The female of the species is generally light brown and very different morphologically compared to the male. Its carapace, which has a clearer brown V-shaped pattern, is typically 3.36 mm long and 2.56 mm wide. Its abdomen is larger and more spherical than the male, and has a pattern reminiscent of a river delta. It has a typical length of 4.94 mm and a width of 3.13 mm. Its legs are generally brown with yellow ends. Its endogyne has spermathecae that have an area shaped like a boomerang, surrounded by a long portion that has a membrane.
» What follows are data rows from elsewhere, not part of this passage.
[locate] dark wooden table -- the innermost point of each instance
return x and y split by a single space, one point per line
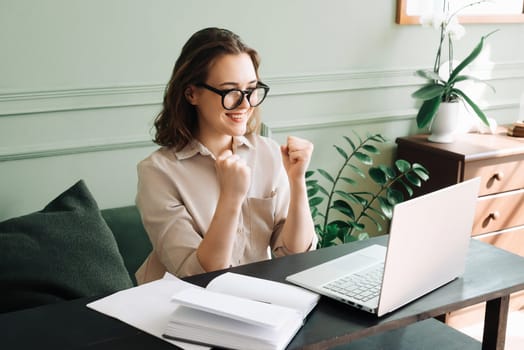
491 276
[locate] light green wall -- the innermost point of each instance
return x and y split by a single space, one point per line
81 81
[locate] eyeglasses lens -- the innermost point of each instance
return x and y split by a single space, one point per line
234 98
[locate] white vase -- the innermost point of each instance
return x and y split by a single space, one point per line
445 123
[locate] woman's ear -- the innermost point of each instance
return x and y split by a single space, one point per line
190 95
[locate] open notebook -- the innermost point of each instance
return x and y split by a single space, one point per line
428 242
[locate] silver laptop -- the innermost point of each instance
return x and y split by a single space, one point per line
428 242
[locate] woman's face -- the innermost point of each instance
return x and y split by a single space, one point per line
215 122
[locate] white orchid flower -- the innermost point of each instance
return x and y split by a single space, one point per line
455 30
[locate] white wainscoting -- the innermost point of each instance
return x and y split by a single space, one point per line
50 139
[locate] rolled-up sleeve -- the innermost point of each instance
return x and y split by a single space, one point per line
169 225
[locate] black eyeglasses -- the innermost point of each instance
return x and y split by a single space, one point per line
232 98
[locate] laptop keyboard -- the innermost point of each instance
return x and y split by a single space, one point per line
363 286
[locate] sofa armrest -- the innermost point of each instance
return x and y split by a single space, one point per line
131 237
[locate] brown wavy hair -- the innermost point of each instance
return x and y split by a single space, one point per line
177 123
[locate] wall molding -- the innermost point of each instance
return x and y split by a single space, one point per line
34 102
113 144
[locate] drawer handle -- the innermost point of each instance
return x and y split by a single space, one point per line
499 175
494 216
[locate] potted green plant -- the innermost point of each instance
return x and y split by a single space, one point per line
440 91
341 215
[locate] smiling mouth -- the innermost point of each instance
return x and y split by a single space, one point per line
236 116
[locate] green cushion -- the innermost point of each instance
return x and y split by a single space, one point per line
62 252
130 235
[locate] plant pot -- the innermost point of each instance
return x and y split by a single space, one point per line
445 123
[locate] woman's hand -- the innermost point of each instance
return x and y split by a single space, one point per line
296 155
234 176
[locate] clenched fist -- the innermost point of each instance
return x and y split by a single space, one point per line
296 155
234 175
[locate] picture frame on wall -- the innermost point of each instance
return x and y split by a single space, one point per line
494 11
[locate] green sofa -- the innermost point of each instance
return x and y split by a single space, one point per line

The spider can be distinguished from other spiders in the genus by its copulatory organs. The spider is similar to the related Sahastata nigra. The male differs in having a longer and more sinuous embolus that has distinctive ridges. The species can also be distinguished from Sahastata sinuspersica by the way that its palpal bulb gently tapers at the end. The structure of the epigyne differentiates the female from the other species. Compared to Sahastata sabaea, the spider has a more rounded and shorter glandular portion and a larger base to its spermathecae.

==Behaviour==
As well as being resistant to extremes of temperature, Sahastata wesolowskae thrives in areas which lack water. The mainly get hydration via their prey. The females are less discriminatory on who they mate with than other species in the genus. They build their eggs three months after mating, each egg sac containing typically 169 juveniles. The juveniles are predominantly female, representing about 20 percent of the younger population. Although the males mature more quickly, the females also have a generally longer lifespan. After mating, the female will often eat the male in preference to other prey.

==Distribution and habitat==
Sahastata spiders mainly live in an area that stretches across North Africa and Arabia. Sahastata wesolowskae is endemic to Oman. The holotype was found near Salalah in the Dhofar Governorate in 2016. Other examples have been found in Al Wusta and near Thumrait. The examples are generally found in flat sandy environments that have limited vegetation. This is typical of the genus, which generally live far from human habitation. The spider can be negatively impacted by oil spills, its preferred habitats being particularly vulnerable to pollution.